Sondra drew in an audible breath and chewed her lip. Well, he had his answer, and it wasn't a green light. His disappointment was tinged with other emotions he couldn't define as he gripped the table, preparing to stand.

But the feel of Sondra's fingers covering his stopped him where he sat. “I know” was all she said before she leaned slightly toward him. The trust he saw when he looked into her eyes was his undoing.

Resting his hands on her forearms, he closed the remaining distance between them and pressed his lips to hers. As soon as they touched, he realized his mistake. This was so different from the empty embraces he'd shared with a parade of women. Kissing Sondra felt like
an answer to prayer, and he hadn't realized he'd been praying.

He tilted his head and caressed her mouth again, smiling against her skin as her hands traced up his shoulders to his nape. Even after the kiss ended, she didn't pull away but rested her cheek against his.

David closed his eyes, breathing in the sweet scent of wildflowers in her hair. “I could get used to this.”

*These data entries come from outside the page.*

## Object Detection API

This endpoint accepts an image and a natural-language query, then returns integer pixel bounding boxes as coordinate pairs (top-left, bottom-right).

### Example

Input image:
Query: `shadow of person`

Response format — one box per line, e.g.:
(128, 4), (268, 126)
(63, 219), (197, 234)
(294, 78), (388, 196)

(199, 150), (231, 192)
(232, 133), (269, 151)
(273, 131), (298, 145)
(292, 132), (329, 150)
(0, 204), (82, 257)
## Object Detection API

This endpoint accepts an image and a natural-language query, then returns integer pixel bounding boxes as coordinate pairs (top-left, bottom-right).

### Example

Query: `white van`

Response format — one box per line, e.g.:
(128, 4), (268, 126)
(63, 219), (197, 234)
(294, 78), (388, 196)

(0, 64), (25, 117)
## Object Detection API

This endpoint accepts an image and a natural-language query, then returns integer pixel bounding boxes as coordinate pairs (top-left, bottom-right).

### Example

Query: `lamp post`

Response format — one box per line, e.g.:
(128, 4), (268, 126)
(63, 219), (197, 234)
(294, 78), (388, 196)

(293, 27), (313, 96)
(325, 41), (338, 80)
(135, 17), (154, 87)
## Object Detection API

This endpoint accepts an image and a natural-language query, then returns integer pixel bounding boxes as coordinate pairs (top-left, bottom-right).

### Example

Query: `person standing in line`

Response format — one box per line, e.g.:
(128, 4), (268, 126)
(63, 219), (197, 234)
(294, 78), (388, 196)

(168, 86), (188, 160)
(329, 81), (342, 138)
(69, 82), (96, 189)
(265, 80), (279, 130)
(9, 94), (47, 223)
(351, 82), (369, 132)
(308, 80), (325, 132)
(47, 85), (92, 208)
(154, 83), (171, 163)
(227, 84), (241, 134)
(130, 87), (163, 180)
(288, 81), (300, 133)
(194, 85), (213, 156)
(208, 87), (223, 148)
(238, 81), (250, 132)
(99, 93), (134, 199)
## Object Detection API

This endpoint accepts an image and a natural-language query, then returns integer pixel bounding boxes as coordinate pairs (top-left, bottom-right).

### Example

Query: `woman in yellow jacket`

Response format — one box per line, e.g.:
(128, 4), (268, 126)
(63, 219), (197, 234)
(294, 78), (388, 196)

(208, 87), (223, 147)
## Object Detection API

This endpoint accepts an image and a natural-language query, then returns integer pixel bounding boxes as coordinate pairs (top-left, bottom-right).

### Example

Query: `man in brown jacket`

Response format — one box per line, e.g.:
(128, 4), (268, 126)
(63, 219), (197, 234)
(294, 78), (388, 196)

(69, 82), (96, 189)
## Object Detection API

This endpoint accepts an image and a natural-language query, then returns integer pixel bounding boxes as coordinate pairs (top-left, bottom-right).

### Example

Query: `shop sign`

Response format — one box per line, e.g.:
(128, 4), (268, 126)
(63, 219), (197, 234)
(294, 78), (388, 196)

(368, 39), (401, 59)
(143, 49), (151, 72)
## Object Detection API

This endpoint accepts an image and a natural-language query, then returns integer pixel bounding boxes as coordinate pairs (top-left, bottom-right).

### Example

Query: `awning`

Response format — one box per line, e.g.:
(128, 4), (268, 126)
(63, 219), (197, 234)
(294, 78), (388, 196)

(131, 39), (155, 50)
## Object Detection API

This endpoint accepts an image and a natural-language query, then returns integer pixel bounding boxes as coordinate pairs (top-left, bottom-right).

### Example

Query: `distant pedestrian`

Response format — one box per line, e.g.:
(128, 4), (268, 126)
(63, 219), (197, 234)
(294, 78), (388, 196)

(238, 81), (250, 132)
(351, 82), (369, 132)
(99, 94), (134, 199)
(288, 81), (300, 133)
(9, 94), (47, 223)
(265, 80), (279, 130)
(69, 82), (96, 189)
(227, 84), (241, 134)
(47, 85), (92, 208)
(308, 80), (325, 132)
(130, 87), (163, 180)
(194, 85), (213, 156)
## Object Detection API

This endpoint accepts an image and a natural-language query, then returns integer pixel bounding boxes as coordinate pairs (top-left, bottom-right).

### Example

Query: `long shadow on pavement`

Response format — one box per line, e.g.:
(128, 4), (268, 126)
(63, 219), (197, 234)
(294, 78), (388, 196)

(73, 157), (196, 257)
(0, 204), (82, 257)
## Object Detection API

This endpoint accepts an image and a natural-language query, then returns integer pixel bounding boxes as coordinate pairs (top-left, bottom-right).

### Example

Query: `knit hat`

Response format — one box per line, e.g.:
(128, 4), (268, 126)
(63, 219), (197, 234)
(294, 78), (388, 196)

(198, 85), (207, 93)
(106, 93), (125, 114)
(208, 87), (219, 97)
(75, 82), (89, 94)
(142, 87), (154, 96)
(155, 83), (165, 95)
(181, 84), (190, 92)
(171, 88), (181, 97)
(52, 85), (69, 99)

“Me, too,” she answered on a sigh.

Because he longed to be a gentleman with her even if he hadn't been one with the women of his past, David came to his feet.

“I'd better get going.”

Sondra stood next to him and raised a hand in protest, but he only clasped that hand and drew it to his lips. Then he leaned over and brushed his lips over hers once more. “Good night.”

She smiled as he pulled away. “Good night.”

Even after David had closed the door behind him and headed out into the frosty night, Sondra remained with him, in his thoughts and in his senses. She'd touched him in a place he'd thought untouchable before—his heart.